Philips will im Bereich Medizintechnik 1600 Stellen streichen. Der Jobabbau ist Teil eines Sparprogramms, mit dem sich der niederländische Elektronikkonzern gegen die aktuelle Wirtschaftkrise wappnen will. Die Sparte leidet bereits jetzt unter sinkenden Aufträgen.

Amsterdam - Betroffen seien etwa 5 Prozent der Arbeitsplätze im Bereich Medizintechnik, in dem 32.000 Menschen beschäftigt seien, teilte der Konzern am Wochenende mit.

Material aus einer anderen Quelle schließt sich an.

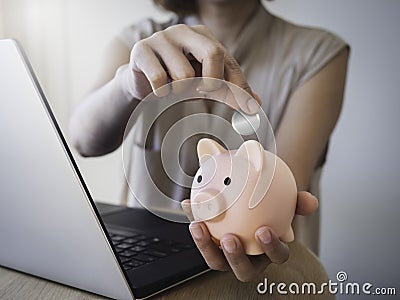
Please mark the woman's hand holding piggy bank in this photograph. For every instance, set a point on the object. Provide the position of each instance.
(239, 191)
(224, 237)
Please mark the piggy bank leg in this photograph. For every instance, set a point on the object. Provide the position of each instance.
(288, 236)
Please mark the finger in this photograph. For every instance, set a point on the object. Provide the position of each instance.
(273, 247)
(144, 60)
(208, 249)
(307, 203)
(187, 209)
(238, 260)
(210, 53)
(233, 73)
(172, 57)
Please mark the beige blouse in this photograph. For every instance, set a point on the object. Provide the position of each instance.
(276, 56)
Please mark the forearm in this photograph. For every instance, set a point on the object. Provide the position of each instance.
(98, 123)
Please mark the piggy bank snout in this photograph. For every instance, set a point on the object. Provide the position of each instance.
(207, 205)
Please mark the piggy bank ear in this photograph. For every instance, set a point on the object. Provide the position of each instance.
(252, 151)
(208, 147)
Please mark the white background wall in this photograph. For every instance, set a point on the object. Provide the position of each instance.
(360, 186)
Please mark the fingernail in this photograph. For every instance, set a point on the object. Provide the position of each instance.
(196, 230)
(229, 245)
(253, 106)
(264, 235)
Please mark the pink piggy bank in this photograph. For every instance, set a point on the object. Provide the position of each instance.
(239, 191)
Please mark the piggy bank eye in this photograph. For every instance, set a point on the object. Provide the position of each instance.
(227, 181)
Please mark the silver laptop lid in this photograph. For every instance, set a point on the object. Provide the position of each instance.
(47, 223)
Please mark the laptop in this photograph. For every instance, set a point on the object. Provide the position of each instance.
(49, 224)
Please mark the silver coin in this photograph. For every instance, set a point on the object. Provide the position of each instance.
(245, 124)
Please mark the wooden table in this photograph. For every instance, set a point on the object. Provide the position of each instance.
(302, 267)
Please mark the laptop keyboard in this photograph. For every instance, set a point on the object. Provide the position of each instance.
(136, 249)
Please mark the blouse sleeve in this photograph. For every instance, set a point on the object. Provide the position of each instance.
(318, 51)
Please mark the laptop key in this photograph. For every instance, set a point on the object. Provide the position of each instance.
(134, 263)
(117, 238)
(127, 253)
(124, 259)
(131, 240)
(138, 248)
(155, 253)
(145, 258)
(124, 246)
(144, 243)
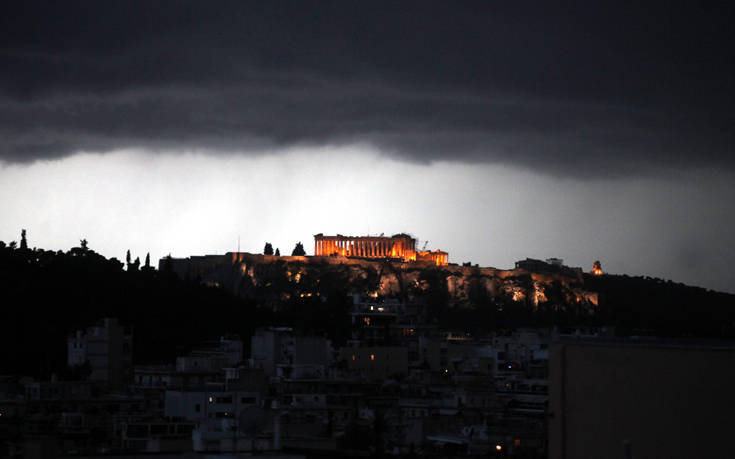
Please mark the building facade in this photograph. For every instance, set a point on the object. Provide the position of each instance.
(400, 246)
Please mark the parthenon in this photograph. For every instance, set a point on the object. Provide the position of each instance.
(401, 246)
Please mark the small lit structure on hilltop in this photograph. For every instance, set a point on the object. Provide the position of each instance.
(401, 246)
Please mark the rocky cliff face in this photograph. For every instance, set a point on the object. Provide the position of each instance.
(272, 278)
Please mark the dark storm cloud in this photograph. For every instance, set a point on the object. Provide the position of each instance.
(570, 91)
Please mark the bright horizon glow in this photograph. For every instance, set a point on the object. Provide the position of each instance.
(200, 203)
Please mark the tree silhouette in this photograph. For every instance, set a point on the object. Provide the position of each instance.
(298, 250)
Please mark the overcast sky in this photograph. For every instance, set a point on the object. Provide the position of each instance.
(493, 132)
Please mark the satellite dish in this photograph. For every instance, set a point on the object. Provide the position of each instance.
(253, 420)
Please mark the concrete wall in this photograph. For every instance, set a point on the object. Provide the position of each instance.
(665, 401)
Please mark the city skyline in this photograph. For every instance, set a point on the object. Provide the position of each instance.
(497, 133)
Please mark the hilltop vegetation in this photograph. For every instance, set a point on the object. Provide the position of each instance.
(46, 295)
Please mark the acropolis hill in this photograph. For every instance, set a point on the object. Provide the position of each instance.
(273, 278)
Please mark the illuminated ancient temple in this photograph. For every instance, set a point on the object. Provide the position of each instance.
(400, 246)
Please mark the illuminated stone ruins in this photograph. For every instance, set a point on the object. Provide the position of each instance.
(399, 246)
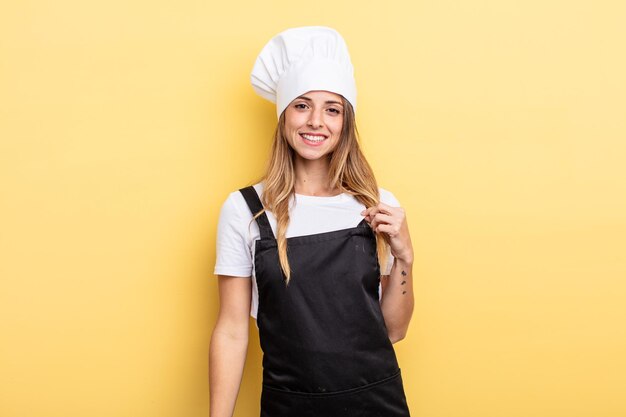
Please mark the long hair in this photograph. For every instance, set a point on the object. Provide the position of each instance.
(349, 171)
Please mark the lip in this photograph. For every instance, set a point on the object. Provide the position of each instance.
(311, 143)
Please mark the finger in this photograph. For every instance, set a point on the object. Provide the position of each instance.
(386, 208)
(389, 229)
(381, 218)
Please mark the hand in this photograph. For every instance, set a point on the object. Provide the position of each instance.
(391, 223)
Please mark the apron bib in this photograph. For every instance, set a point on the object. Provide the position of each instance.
(326, 351)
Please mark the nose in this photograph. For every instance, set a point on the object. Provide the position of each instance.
(315, 118)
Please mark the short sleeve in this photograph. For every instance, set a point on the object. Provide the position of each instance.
(233, 254)
(388, 198)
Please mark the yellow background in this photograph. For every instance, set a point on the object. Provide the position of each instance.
(499, 125)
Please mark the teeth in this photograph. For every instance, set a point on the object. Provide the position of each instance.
(313, 138)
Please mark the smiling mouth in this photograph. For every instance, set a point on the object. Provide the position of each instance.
(313, 138)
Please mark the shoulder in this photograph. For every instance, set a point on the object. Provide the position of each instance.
(235, 205)
(388, 197)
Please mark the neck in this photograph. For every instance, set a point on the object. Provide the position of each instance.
(312, 177)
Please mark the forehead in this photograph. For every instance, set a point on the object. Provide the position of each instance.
(321, 95)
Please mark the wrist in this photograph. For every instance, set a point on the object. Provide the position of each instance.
(404, 260)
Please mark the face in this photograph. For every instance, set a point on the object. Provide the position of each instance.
(313, 123)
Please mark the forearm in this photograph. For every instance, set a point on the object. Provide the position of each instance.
(397, 299)
(227, 356)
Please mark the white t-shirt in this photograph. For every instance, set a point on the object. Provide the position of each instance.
(309, 215)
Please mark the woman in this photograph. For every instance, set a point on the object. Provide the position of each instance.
(310, 236)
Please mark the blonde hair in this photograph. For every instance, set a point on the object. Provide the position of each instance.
(349, 171)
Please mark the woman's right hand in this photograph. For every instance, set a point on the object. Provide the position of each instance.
(229, 344)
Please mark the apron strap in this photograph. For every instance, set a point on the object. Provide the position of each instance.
(254, 203)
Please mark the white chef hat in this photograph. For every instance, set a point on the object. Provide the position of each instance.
(303, 59)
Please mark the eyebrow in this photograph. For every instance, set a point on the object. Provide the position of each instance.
(327, 101)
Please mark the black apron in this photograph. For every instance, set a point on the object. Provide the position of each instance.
(326, 352)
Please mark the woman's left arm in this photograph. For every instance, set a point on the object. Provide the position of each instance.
(397, 288)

Philips-Sprecher Arent Jan Hesselink sagte, der Stellenabbau gehöre zu einem Sparprogramm, das durch die weltweite Wirtschaftsflaute notwendig geworden sei. Unter anderem nachlassende Aufträge in der Gesundheitssparte hatten den Quartalsgewinn belastet, mit dem Philips  im Oktober die Markterwartungen verfehlte.

Der Konzern, der zu den drei größten Herstellern von Krankenhausgeräten weltweit gehört, will seine Produktion in der Medizintechnik straffen und die Margen erhöhen. Der Gesundheitsbereich ist der erste, der bei Philips umgebaut wird.

Bei Vorlage der Quartalszahlen hatte das Unternehmen angekündigt, in allen drei Sparten - also auch Elektronik und Licht - die Rentabilität erhöhen zu wollen. Die Mehrzahl der Beschäftigten der Medizinsparte arbeitet in den USA. Dies bedeutet nach den Worten Hesselinks aber nicht, dass dort auch die meisten Leute entlassen werden.

Philips-Chef Gerard Kleisterlee hatte Mitte Oktober versprochen, die Rentabilität des Konzerns auch im schwierigen wirtschaftlichen Umfeld aufrechtzuerhalten. Der Konzern verbuchte im dritten Quartal einen um 7,8 Prozent auf 357 Millionen Euro gestiegenen Nettogewinn.